When the Beirut port explosion ripped through the city on August 4th, 2020, it left devastation that can never be measured in numbers alone. It also left Daniela Stephan with a new purpose. The filmmaker, who lost her home that day, found herself roaming the streets of Beirut, searching for her missing cat amid the ruins. This deeply personal experience would later shape The Sun Sets on Beirut, a docu-fiction about loss, resilience, and identity.
The Backstory:
“I lost my house,” Stephan recalls. “That was the day I truly realized how unstable everything is in this country. Tomorrow, anything can happen.” At the time, she had a completed script for a different film. But the explosion changed everything. “I didn’t care anymore about the film I had written. About six months later, I realized I wanted to make a film about a young girl in Beirut during this time.”
The result is a story that follows Mounia, a young girl searching for her lost cat in a city shattered by the explosion. Her quest is deeply symbolic. “On August 4th, my cat escaped the house,” Stephan shares. “As I looked for her, I saw street cats—lost, tired, limping. Some had no eyes. They became a metaphor for what we were feeling as humans.”
Themes of the Film:
Stephan’s exploration of grief and identity is rooted in her own experiences. Born in 1996, six years after Lebanon’s 15-year civil war ended, she describes her generation as “in limbo between life and death.” They inherited the traumas of their parents without the tools to process them. “Our parents didn’t have the time to understand their trauma. We were left with a deep sense of loss and confusion,” she explains. “The cat became the best metaphor to speak about something broader—loss, identity, and trauma.”

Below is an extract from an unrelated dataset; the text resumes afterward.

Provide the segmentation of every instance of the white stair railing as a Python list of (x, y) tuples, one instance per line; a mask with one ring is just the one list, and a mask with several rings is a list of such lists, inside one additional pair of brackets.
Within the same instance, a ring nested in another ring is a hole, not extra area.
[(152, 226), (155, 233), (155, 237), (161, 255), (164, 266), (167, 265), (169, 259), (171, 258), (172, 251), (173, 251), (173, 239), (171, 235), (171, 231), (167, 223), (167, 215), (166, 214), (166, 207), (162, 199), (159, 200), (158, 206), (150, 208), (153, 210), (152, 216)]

In crafting The Sun Sets on Beirut, Stephan chose a docu-fiction style to balance raw reality with creative distance. “At the time, I asked myself: ‘Do I want to do documentary or fiction?’ Fiction gave me the distance I needed,” she says. While the characters are fictional, they’re inspired by real events and emotions. The cast and crew, all Lebanese and living in Beirut during the explosion, brought their personal experiences to the project. “The actors understood. They brought their own stories from August 4th. We wanted to tell the story of a lost generation—a generation searching for what’s been taken from them.”
Beirut, a Main Character:
The city itself plays a starring role in the film. For Stephan, Beirut is more than a backdrop; it’s a living, breathing character. “Beirut has been reconstructed seven times,” she says. “I grew up in its streets. It’s overwhelming, embellished, alive. The walls scream with messages from its people. None of the graffiti in the film was staged; it was already there, part of the city’s voice.”
Stephan’s film doesn’t just speak to Beirut’s people. It resonates far beyond Lebanon. At screenings, viewers from across the Arab world shared their own histories of loss and resilience. “People came up to me and talked about their countries, their struggles. It reminded me that at the end of the day, we’re all humans. We all suffer. We all bleed the same,” she reflects. “Wars thrive on dehumanization. When you recognize the humanity in others, you’re less likely to accept war.”
Stephan’s goal was to create a deeply personal film for Lebanese society—a reminder to stick together despite political and religious divides. But its impact has been broader than she expected. “It’s culturally specific but universal. When I was making the film, I didn’t anticipate this connection.”
Through Mounia’s journey, The Sun Sets on Beirut captures the weight of intergenerational trauma, the fragility of identity, and the enduring spirit of a city. “We didn’t write our own history,” Stephan says. “In Lebanon, history is passed down through stories, not textbooks. That’s dangerous because history repeats itself.”
Stephan’s film is both a rebellion and a reflection. It’s a way of preserving memory while questioning the future. In searching for her lost cat, Mounia searches for something larger—something many in Beirut and beyond are still trying to find.